ABSTRACT

An extract from James Douglas’s prestigious folio publication on the botany of the coffee tree. Douglas’s work on coffee began in 1725 with a 22-page botanical and historical analysis of the coffee bean appended to Lilium Sarniense: or, A Description of the Guernsay-Lilly; to which is added The Botanical Dissection of the Coffee-Berry (London, G, Strahan, 1725). This work on coffee is substantially repeated and elaborated in his later publications. His main study on coffee, Arbor Yemensis fructum Cofè ferens, followed in 1727, with a separately issued Supplement (see below, pp. 219–76) published in the same year. Further studies of chocolate and tea were prepared, but not published. Arbor Yemensis fructum Cofè ferens comprises five sections, of which the third is included here. He begins with a list of the diverse names given to the coffee drink, the coffee bean and the coffee plant derived from the various authors who have written on it (finding 29 different names for the drink, 39 names for the bean, and 27 for the tree). The second section on the etymology of these names complains that many descriptions of coffee confuse the name of the bean with that of the plant: his example is the description of the coffee plant by Ray, of which he says ‘Never was there a List of Synonyma compiled with less Judgment than this’. Douglas decides firmly that ‘The fruit is called Buun; and the Tree, the Buun Tree’ (p. 10, not reprinted here).

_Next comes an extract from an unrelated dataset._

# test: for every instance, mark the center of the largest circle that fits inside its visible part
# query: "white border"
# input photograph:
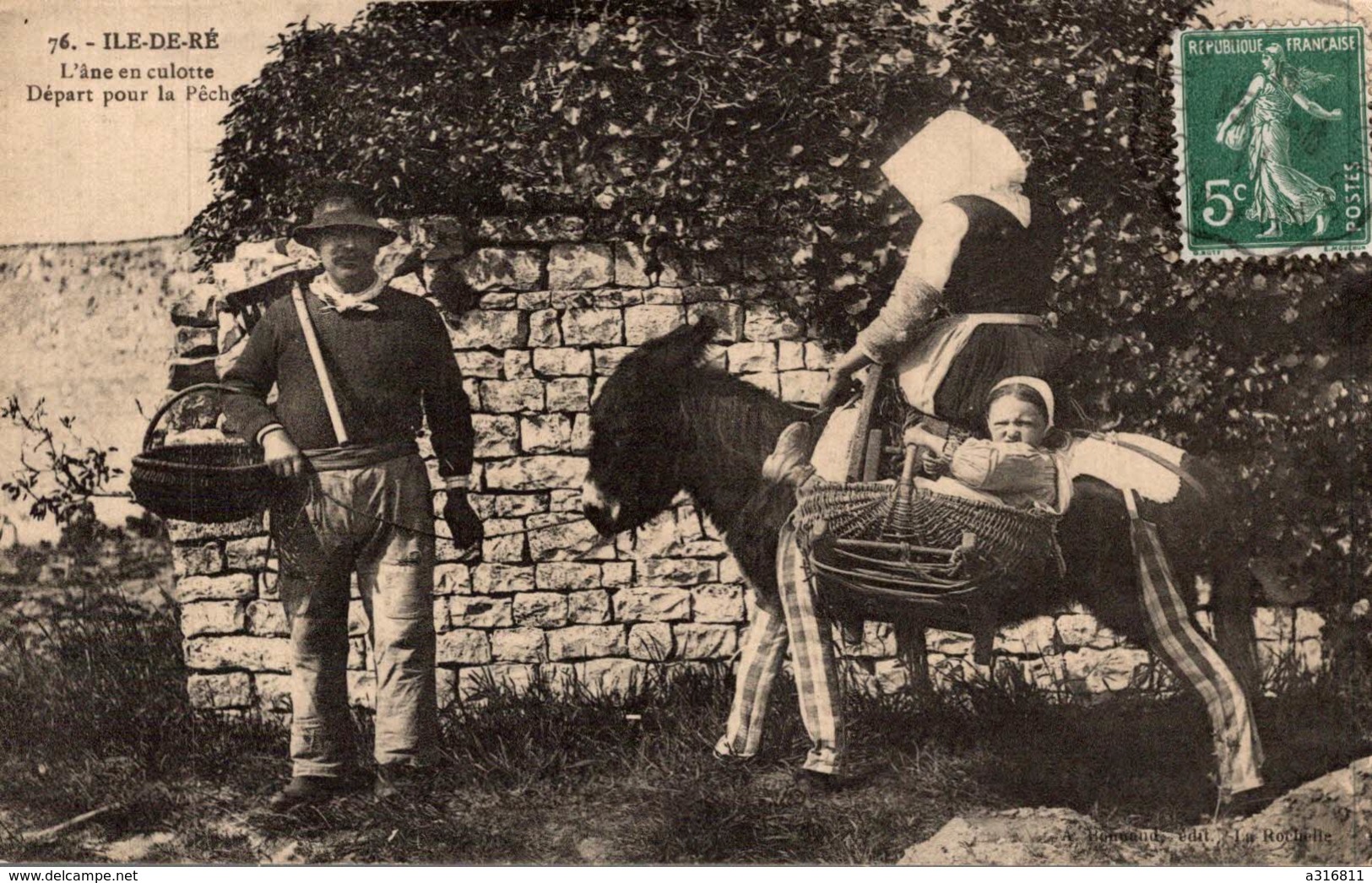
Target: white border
(1179, 134)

Coffee and all the versions of that word (such as coava or kauhi), he decides, refer solely to the drink or liquor, and are derived from the Turkish word cahveh and from the Arabic Cahouah. After the third chapter on the natural origins of coffee in Yemen, a series of chapters offer Douglas’s botanical observations on the coffee plant (variously its trunk, leaves, flower and fruit) before finishing with a chapter on ‘The Culture of the Coffee Plant in England’, in which he defers to Bradley (see above pp. 165–200). In each chapter, Douglas proceeds by a combination of scholasticism and empiricism: first surveying extant knowledge and secondly offering his own observations, where possible.